Martedì, pane e dintorni
Per il “secondo round” da guerriero dello spreco, martedì 27, la scelta cade su una panetteria del centro. Prelevo alle 18 e sono certo del fatto che il negoziante non “bari”, perché assembla la “magic box” sotto i miei occhi, prendendo i prodotti dal bancone. Al prezzo di 1.99 euro, comunicando il codice di ritiro, insacchetto due pagnottine bianche, dei grissini al burro, un trancio di pizza margherita, due pizzette alle olive e una brioche. Parte “corrobora” la cena, altra la colazione dell’indomani. Risparmio del 75% effettivo e gusto e qualità constatati. Stavolta le stelle sono cinque.
Mercoledì, salta un turno!
Parlare del terzo giorno del test implica ragionare sugli orari in cui si rivela “strategico” consultare la app. Parte delle attività aderenti rendono disponibili le box nel corso della giornata, al verificarsi dell’eccedenza. Altre, verosimilmente presupponendola, pubblicano le loro proposte già la sera precedente. Per essere sicuri di non perdersi delle opportunità, conviene quindi “farsi un giro” al mattino presto, ma anche dopo pranzo e a inizio serata.
E’ in quest’ultima occasione che appare, per il giorno dopo, l’inserzione di un bar-ristorante del centro. I colleghi già avvezzi a “Too good to go” lo magnificano da tempo, fatto che lascia pochi dubbi sul prenotare. Ritiro nel pomeriggio, dalle 16.30, ma alle 14.50 gli entusiasmi si spengono. Una notifica e una mail avvertono che il locale “non aveva abbastanza cibo invenduto disponibile, quindi il tuo ordine è stato cancellato”. Soldi resi poco dopo (nonostante fosse spiegato che ci potessero volere fino a 10 giorni) e “guarda il lato positivo: niente sprechi!”. Se l’obiettivo è “salvare” del cibo, il risultato è massimo, per carità.
Giovedì, pizza time
Per l’ultima serata di prova, giovedì 29, la carta giocata è classica come non mai: un chiosco di pizza “al mattone” alle porte della zona pedonale di Aosta. Si ritira dalle 20.40 e, per 2.99 euro, ecco un trancio di Margherita, uno alle olive e uno ai peperoni, assieme a una focaccia prosciutto e formaggio. L’ultimo pasto della giornata è così risolto e la soddisfazione dei commensali è unanime, con voto elevato per l’attività. Non resta che tirare fuori il computer, per iniziare a raccontare i nostri quattro giorni da “Waste Warrior”.
Concludendo…
Certo, quattro giorni non si possono considerare un periodo di test esteso (ma la scelta quotidiana offerta da “Too good to go” colpisce) e sarebbe sbagliato credere che le offerte della app possano diventare un sostitutivo della spesa quotidiana (forse per chi vive da solo di più, ma non poter scegliere, alla lunga, è limitante). Al netto dell’aspetto commerciale – che non abbiamo indagato (i pagamenti online non vanno direttamente ai negozi, ma ad una società, che verosimilmente si occuperà di redistribuirli) – le opportunità esposte sono risultate reali e lo spreco alimentare rappresenta un problema maledettamente serio.
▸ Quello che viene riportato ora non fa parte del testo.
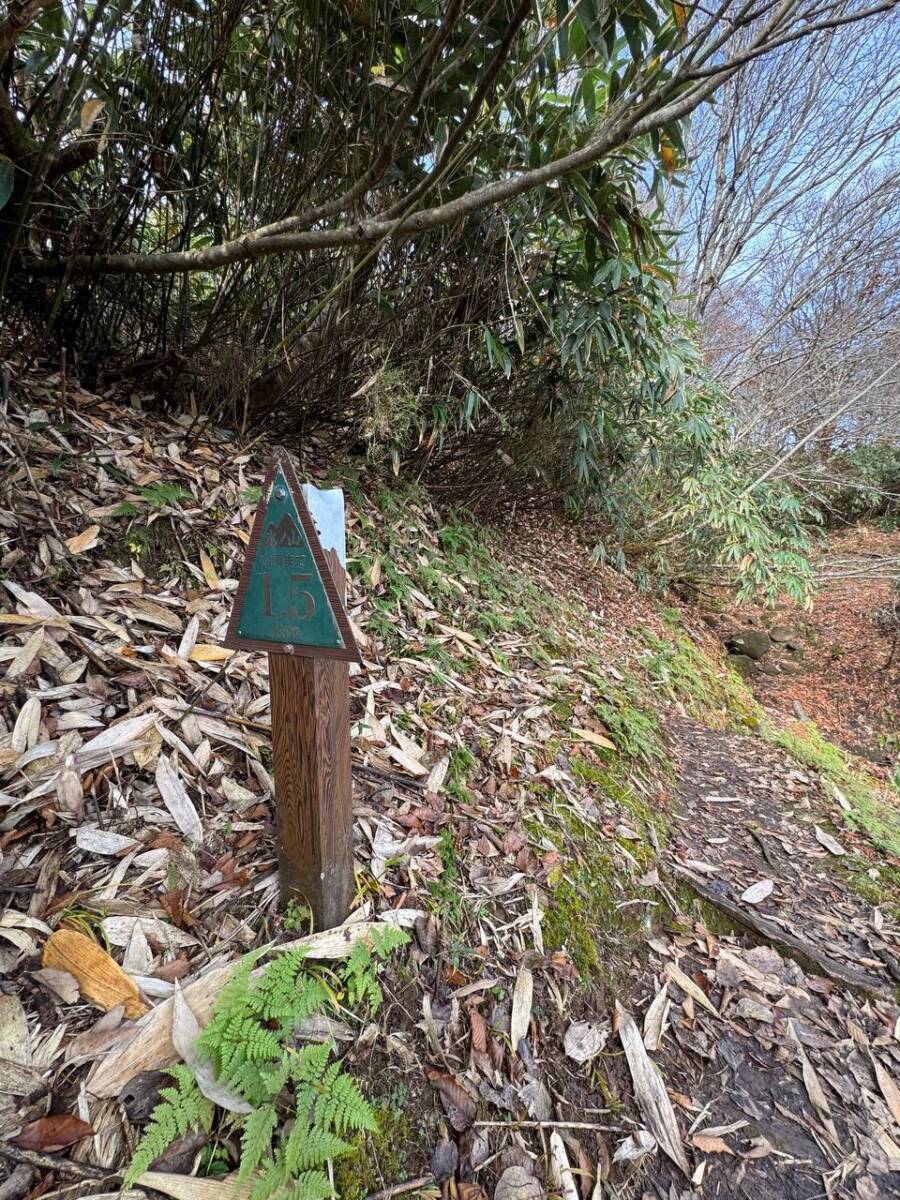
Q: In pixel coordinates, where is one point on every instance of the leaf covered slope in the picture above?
(514, 793)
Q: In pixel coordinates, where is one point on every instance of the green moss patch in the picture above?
(871, 808)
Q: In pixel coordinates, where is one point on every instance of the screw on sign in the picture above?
(291, 605)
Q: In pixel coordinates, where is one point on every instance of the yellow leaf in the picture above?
(90, 112)
(205, 653)
(100, 977)
(597, 739)
(669, 156)
(85, 540)
(209, 571)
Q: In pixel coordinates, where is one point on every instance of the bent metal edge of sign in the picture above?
(288, 601)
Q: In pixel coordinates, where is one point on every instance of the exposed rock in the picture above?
(786, 635)
(743, 664)
(750, 642)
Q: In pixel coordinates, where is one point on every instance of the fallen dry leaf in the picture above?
(521, 1017)
(757, 892)
(651, 1092)
(53, 1133)
(83, 541)
(100, 977)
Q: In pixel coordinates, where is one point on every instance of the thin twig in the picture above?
(400, 1188)
(545, 1125)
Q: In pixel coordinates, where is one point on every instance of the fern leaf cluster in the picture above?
(304, 1104)
(179, 1110)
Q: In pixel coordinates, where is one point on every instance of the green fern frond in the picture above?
(257, 1140)
(341, 1105)
(161, 493)
(359, 972)
(311, 1186)
(305, 1149)
(179, 1110)
(249, 1042)
(310, 1063)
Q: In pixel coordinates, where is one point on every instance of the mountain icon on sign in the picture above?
(285, 533)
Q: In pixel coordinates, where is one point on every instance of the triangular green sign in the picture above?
(287, 599)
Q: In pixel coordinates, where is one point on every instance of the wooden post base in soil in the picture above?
(311, 743)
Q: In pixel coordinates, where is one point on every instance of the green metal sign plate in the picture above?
(287, 600)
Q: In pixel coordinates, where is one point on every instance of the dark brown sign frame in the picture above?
(349, 651)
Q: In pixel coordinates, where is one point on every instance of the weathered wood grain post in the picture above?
(291, 605)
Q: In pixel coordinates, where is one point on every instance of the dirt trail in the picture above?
(790, 1067)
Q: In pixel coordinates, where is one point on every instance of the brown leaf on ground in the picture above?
(100, 977)
(53, 1133)
(459, 1104)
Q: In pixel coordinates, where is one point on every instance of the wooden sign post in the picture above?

Certo, ragionarci dietro a una scrivania nell’occidente ricco ed opulento (dov’è oggettiva pure la sovralimentazione della popolazione) suona quantomeno dissonante, e fa apparire non proprio prossimo l’obiettivo dichiarato dalla app (“espandere la sua rete e creare un vero e proprio movimento” per “contrastare gli sprechi alimentari per la salvaguardia del pianeta, grazie al risparmio di 2.5 kg di CO2 emesse per ogni ‘magic box’ acquistata”). Però prendendo a prestito le parole di un’autorità in fatto di altruismo, San Francesco di Sales, “un grammo di buon esempio vale più di un quintale di parole”. Nelle attività aostane visitate nei quattro giorni, l’invenduto finirebbe effettivamente nei rifiuti, quindi perché non pensarci?